Japan moved to the third spot, with a 10.2 per cent share in 2017, down from 23.1 per cent in 2000. PPP compares how many goods and services an exchange-rate-adjusted unit of money can purchase in different countries. Normally GDP shows the total productive output of a country, while PPP is an applied doctrine of the comparative value of money in different countries. The report said the three largest economies in Asia and the Pacific – People’s
Republic of China (PRC), India and Japan – accounted for over 70 per cent of the region’s GDP at PPP in 2017, up from about 63 per cent in 2000. As per the ADB report on ‘Key Indicators for Asia and the Pacific 2018’, the Asia and Pacific region accounts for more than two fifths of the share of global GDP in PPP terms.

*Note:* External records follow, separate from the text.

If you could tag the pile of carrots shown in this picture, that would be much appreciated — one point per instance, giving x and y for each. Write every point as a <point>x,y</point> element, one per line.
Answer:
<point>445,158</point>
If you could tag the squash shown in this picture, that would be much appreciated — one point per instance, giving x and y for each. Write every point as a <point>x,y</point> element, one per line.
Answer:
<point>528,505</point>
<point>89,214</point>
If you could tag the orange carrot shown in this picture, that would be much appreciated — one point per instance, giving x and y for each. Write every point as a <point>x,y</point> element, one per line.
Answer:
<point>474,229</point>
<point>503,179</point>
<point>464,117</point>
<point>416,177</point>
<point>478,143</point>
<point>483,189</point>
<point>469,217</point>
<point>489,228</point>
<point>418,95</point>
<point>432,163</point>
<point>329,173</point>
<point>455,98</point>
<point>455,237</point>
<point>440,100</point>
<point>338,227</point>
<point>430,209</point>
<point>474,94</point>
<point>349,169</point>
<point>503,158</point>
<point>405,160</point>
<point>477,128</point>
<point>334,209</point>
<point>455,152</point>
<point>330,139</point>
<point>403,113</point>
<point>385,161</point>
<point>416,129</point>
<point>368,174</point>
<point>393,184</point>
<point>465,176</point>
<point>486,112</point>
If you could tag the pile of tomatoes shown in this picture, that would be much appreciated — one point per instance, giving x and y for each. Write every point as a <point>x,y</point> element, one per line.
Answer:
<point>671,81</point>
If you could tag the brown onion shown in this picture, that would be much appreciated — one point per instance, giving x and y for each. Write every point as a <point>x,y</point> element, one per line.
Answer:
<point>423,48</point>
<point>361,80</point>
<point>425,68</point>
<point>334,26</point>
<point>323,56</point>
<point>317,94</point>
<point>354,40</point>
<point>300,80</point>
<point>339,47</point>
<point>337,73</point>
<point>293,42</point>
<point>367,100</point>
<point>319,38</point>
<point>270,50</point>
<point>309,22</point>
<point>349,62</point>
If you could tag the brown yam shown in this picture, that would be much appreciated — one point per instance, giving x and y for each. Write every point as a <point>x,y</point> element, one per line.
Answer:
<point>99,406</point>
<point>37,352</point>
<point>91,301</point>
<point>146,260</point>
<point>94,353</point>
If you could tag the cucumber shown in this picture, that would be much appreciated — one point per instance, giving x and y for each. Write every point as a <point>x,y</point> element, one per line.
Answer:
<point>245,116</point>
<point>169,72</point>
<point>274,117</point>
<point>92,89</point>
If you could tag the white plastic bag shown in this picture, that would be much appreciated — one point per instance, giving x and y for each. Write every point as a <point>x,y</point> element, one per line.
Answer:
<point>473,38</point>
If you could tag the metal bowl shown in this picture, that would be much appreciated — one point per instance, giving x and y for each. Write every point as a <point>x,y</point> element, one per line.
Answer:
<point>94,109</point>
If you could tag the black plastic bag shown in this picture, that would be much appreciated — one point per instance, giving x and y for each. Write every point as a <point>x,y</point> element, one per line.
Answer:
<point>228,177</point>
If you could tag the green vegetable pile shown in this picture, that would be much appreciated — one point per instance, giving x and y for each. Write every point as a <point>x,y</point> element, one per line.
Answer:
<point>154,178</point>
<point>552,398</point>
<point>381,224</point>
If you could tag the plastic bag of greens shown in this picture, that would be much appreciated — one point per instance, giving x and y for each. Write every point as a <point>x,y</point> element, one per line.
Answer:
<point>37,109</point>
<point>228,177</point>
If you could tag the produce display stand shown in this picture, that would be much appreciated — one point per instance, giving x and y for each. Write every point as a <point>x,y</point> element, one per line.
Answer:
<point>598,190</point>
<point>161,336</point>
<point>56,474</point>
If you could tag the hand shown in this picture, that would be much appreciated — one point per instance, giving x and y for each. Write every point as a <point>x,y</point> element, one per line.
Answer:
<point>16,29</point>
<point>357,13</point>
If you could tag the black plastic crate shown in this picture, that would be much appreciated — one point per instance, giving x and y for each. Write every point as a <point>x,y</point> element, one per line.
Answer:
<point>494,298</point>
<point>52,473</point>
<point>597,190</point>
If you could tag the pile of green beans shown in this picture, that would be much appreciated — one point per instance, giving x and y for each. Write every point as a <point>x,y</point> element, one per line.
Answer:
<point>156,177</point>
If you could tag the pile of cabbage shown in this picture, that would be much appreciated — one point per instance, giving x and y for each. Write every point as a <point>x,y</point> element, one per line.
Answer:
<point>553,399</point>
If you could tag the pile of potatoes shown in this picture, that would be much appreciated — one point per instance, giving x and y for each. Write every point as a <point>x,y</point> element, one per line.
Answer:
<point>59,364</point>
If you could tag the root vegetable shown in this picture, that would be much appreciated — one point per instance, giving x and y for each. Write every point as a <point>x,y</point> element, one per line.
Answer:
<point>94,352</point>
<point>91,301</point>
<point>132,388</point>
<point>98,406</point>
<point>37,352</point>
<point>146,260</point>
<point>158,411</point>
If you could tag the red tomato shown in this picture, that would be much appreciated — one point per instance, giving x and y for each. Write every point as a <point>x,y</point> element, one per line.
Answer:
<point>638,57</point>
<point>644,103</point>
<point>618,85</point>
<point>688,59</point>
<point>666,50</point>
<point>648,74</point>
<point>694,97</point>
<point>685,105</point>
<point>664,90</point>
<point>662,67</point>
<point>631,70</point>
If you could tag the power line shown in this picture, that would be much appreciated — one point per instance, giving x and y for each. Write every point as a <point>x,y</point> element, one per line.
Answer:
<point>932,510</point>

Asia and the Pacific’s growing share of global output, which increased from 30.1 per cent to 42.6 per cent during the review period, came at the expense of the global shares of North America, Europe, South America, and the rest of the world, which declined by 6.8, 4.7, 1.3, and 0.3 percentage points, respectively.
The report further said that combined population of Asia and the Pacific reached 4.14 billion in 2017, or 54.8 per cent of the world’s total population, down from 56 per cent in 2000. In 2017, five of the 10 most populous economies in the world were located in Asia and the Pacific, including the two most populous, China (1.39 billion) and India (131 billion).
The region’s population is gradually ageing amid increasing life expectancy and decreasing fertility rates. In 2050, the number of people in Asia and the Pacific over the age of 65 is expected to exceed the number under the age of 15, the report said. The report provides statistics on a comprehensive set of economic, financial, social, and environmental indicators for the 48 regional members of the ADB.